J'ai assisté aux séances du Parlement britannique au temps des Burke, des Sheridan, des Fox et des Pitt; j'ai vu attaquer et défendre, il y a peu d'années à Westminster, la question de l'émancipation des Catholiques les discussions dans la Chambre des Pairs en France sont indubitablement plus fortes que les discussions dans la Chambre des Pairs en Angleterre.

C'est une grande erreur de la Charte d'avoir fermé la Chambre des Pairs lorsqu'elle ouvroit la Chambre des Députés. Même dans le système de précaution qui dictoit cet article, on se trompoit encore; car si l'on craint les effets de la tribune, ce ne sont pas les séances secrètes de la Chambre héréditaire, qui feront le contre-poids des séances publiques de la Chambre élective.

La publicité des séances de la Chambre

des Pairs diminueroit encore les inconvénients qui résultent de l'article 38 de la Charte combiné avec la septennalité. Cet article fixe à quarante ans l'âge éligible du Député. La septennalité, excellente en principe, mais pernicieuse sans le changement d'âge et sans une plus grande garantie des droits électoraux, est venue ajouter son vice au vice de l'article 38. De sorte que le citoyen qui n'est guère élu député avant d'avoir atteint quarante-cinq ou cinquante ans, et qui charge encore ces années de la période septénaire, peut difficilement avoir appris ou conservé l'éloquence.
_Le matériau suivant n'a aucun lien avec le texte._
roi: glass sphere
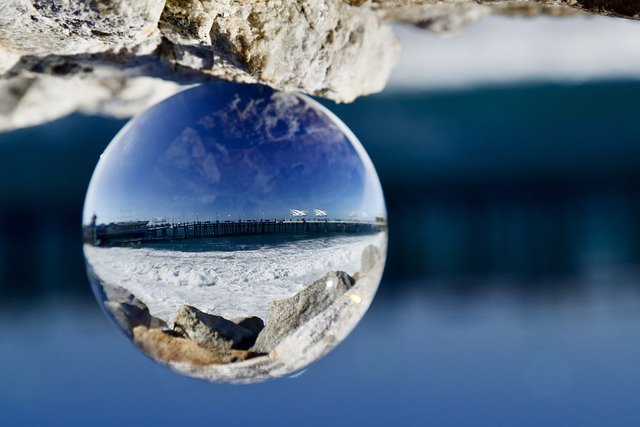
[83,82,387,383]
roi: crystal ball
[83,82,387,383]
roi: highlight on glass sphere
[83,82,387,383]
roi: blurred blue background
[0,81,640,425]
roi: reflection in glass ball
[83,82,387,382]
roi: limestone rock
[360,245,380,276]
[234,316,264,337]
[252,271,355,353]
[173,305,256,352]
[133,326,256,366]
[103,285,166,337]
[0,0,640,131]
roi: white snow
[84,233,386,324]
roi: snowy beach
[84,233,386,323]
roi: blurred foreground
[0,83,640,425]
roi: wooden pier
[84,219,386,246]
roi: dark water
[0,82,640,426]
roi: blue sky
[84,82,385,223]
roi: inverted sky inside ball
[83,82,386,382]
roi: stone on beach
[103,285,166,337]
[174,305,259,351]
[133,326,257,366]
[252,271,355,353]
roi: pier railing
[84,219,386,246]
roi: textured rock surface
[103,285,166,337]
[253,271,355,353]
[173,305,256,352]
[0,0,640,130]
[133,326,256,366]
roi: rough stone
[359,245,380,276]
[133,326,258,366]
[103,285,166,337]
[234,316,264,337]
[0,0,640,130]
[173,305,256,352]
[252,271,355,353]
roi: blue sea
[0,81,640,426]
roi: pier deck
[84,220,386,246]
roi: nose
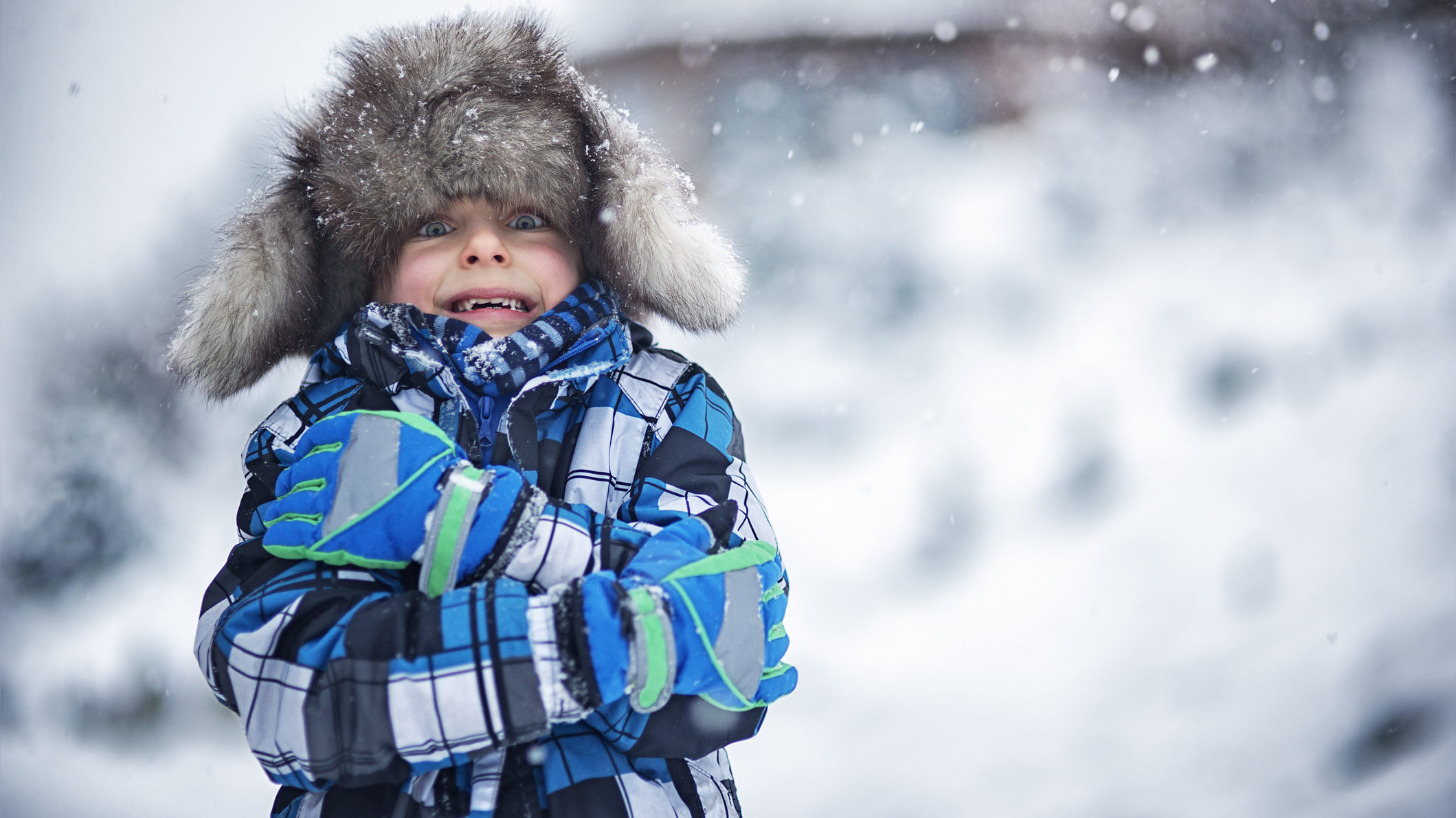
[460,224,511,266]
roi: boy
[170,13,796,818]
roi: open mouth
[450,298,531,313]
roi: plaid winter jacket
[197,291,774,818]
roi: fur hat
[168,12,746,398]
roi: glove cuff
[552,578,603,710]
[579,571,677,713]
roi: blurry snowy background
[0,0,1456,818]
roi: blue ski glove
[259,411,545,595]
[581,516,798,713]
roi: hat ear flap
[168,181,319,398]
[583,82,747,332]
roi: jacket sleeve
[476,356,778,758]
[197,538,568,791]
[473,350,778,591]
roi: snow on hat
[168,12,746,398]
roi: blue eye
[505,212,546,230]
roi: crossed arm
[197,367,792,789]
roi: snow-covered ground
[0,3,1456,818]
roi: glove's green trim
[264,445,454,569]
[759,662,794,681]
[278,477,329,499]
[627,588,671,710]
[664,573,751,710]
[662,540,779,582]
[425,467,485,598]
[264,546,409,571]
[264,509,323,528]
[699,662,794,713]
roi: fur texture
[169,13,746,398]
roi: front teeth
[450,298,526,313]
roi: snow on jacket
[197,282,774,818]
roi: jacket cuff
[526,585,601,723]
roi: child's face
[396,199,581,338]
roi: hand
[581,516,798,713]
[259,412,543,595]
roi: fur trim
[169,13,746,398]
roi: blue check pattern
[197,284,776,817]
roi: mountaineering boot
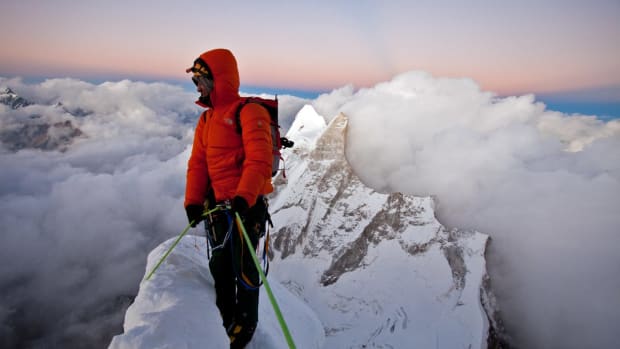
[226,322,256,349]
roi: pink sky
[0,0,620,101]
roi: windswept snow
[109,236,325,349]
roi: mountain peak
[0,86,32,109]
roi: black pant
[207,205,266,328]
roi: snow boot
[226,322,256,349]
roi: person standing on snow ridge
[184,49,273,349]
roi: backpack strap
[235,97,254,134]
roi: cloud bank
[326,72,620,348]
[0,79,198,348]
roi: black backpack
[235,96,295,177]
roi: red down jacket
[185,49,273,207]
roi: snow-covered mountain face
[270,107,492,348]
[110,106,495,349]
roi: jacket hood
[197,48,239,108]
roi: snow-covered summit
[0,87,32,109]
[110,106,492,349]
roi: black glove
[185,205,205,228]
[230,196,250,218]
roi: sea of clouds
[314,72,620,348]
[0,72,620,348]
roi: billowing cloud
[338,72,620,348]
[0,79,199,348]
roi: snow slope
[109,236,325,349]
[110,106,492,349]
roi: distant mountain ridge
[0,87,84,152]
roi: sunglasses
[192,75,213,91]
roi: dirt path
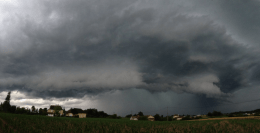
[188,116,260,121]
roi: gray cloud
[0,0,259,114]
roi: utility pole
[167,106,168,121]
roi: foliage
[32,106,35,113]
[10,105,16,113]
[3,91,11,112]
[208,111,223,117]
[182,115,191,120]
[54,106,62,117]
[84,109,108,118]
[125,114,132,118]
[0,113,260,133]
[108,114,121,119]
[138,111,144,116]
[153,114,161,121]
[138,116,148,121]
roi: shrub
[138,116,148,121]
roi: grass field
[0,113,260,133]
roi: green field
[0,113,260,133]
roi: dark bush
[138,116,148,121]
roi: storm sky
[0,0,260,116]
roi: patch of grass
[0,113,260,133]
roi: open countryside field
[0,113,260,133]
[189,116,260,121]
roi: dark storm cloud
[0,1,257,101]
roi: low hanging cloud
[0,1,258,101]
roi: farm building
[66,108,87,118]
[47,105,64,117]
[130,115,140,121]
[173,114,179,118]
[148,115,154,121]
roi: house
[173,114,179,118]
[47,105,64,117]
[130,115,140,121]
[66,108,87,118]
[147,115,154,121]
[177,117,182,121]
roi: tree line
[0,92,112,119]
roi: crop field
[0,113,260,133]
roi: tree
[32,106,35,113]
[0,102,3,111]
[54,106,62,116]
[43,108,48,115]
[3,91,11,112]
[10,105,16,113]
[138,111,144,116]
[153,114,161,121]
[138,116,148,121]
[39,108,43,115]
[125,114,132,118]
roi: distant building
[47,105,64,117]
[173,114,179,118]
[66,108,87,118]
[130,115,140,121]
[147,115,154,121]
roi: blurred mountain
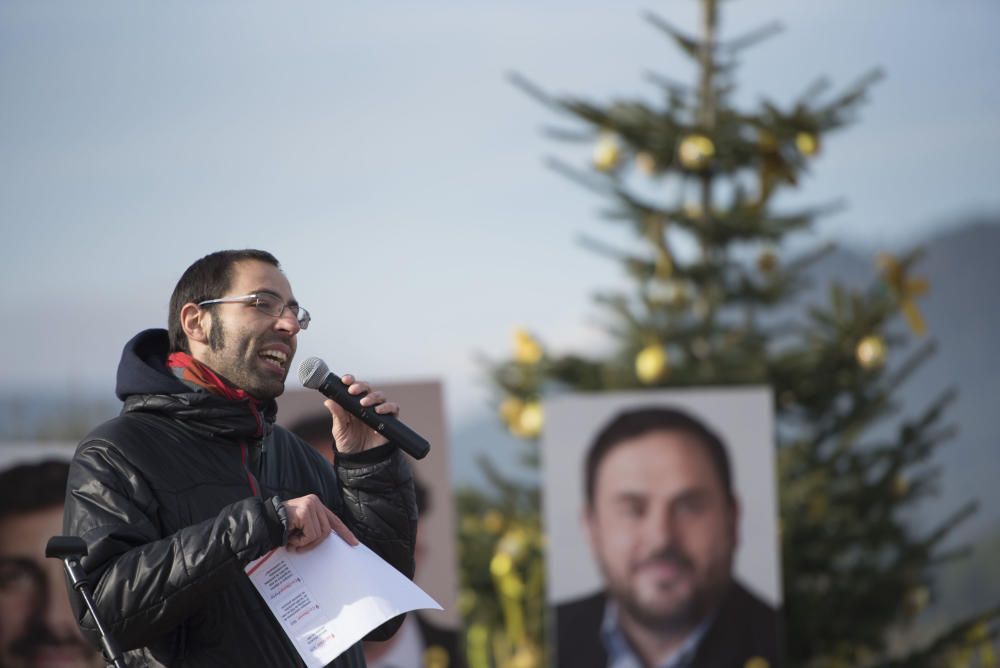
[452,216,1000,539]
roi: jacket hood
[115,329,277,438]
[115,329,191,401]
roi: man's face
[0,506,104,668]
[198,260,300,399]
[585,431,737,631]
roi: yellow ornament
[592,132,622,172]
[635,343,669,385]
[483,510,504,533]
[490,552,514,578]
[906,586,931,615]
[498,397,524,427]
[635,151,656,176]
[677,134,715,172]
[795,132,819,155]
[423,645,450,668]
[854,334,885,369]
[514,327,542,364]
[757,251,778,274]
[510,401,544,438]
[877,253,930,335]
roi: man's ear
[729,495,742,549]
[580,503,600,551]
[180,302,212,347]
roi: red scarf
[167,353,260,404]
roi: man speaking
[64,250,417,668]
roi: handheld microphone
[299,357,431,459]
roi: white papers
[246,534,441,668]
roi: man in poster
[556,407,779,668]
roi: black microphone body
[299,357,431,459]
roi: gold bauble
[514,327,542,364]
[497,573,524,598]
[677,135,715,172]
[592,132,622,172]
[757,251,778,274]
[635,343,670,385]
[635,151,656,176]
[483,510,504,533]
[497,397,524,427]
[854,334,885,369]
[424,645,450,668]
[795,132,819,155]
[490,552,514,578]
[510,401,544,438]
[906,585,931,615]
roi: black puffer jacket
[65,330,416,668]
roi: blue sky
[0,0,1000,421]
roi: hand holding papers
[246,534,441,668]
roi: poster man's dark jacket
[556,582,782,668]
[64,330,417,668]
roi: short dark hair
[0,459,69,519]
[584,406,733,507]
[167,248,281,354]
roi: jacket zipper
[240,441,257,496]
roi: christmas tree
[460,0,1000,668]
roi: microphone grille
[299,357,330,390]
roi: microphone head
[299,357,330,390]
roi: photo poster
[277,381,461,629]
[541,386,782,652]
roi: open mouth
[257,350,289,372]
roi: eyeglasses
[198,292,312,329]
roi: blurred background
[0,0,1000,664]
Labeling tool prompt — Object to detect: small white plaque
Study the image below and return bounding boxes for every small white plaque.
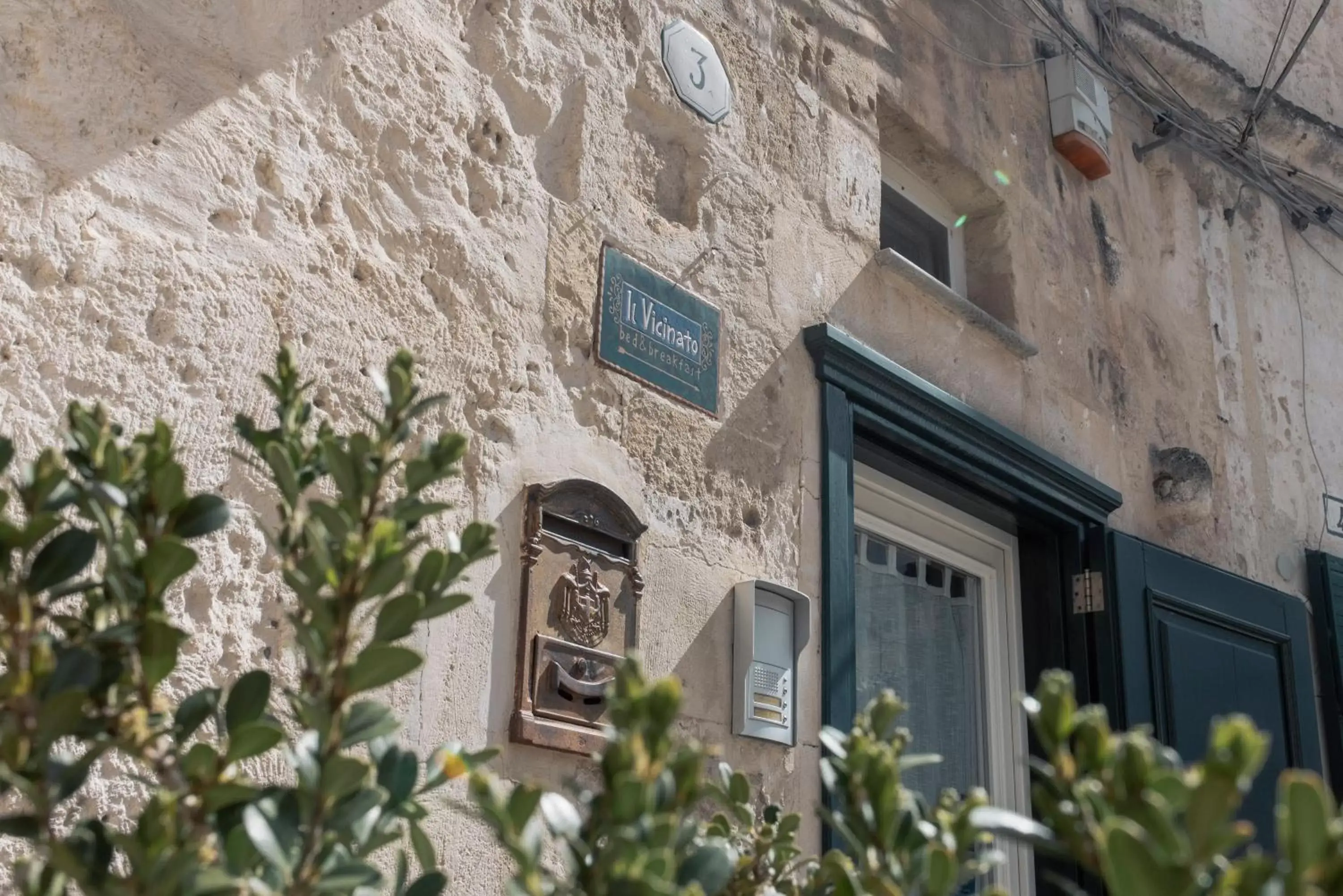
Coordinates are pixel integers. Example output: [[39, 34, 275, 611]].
[[1324, 495, 1343, 538], [662, 19, 732, 124]]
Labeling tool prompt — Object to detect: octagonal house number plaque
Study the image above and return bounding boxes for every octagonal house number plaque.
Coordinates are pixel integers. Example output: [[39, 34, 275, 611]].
[[510, 480, 647, 754]]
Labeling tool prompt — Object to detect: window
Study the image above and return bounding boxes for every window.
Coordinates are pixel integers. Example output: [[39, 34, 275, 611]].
[[881, 153, 966, 295], [853, 465, 1033, 893]]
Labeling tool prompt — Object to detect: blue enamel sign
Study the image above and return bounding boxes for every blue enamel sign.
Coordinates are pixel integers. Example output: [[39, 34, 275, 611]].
[[596, 246, 720, 416]]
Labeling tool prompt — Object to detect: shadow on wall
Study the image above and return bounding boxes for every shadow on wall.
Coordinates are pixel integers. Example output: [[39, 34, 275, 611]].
[[0, 0, 388, 179]]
On ne commence point une carrière à quarante-cinq ans ; quelques exemples extraordinaires ne font point règle. La septennalité, telle qu'elle est établie, frappera nécessairement d'une paralysie ministérielle la Chambre élective. Cette Chambre s'enfoncera tellement dans la vieillesse qu'un homme qui seroit élu deux fois sous l'empire du renouvellement septennal, pourroit regarder sa seconde élection comme un arrêt de mort.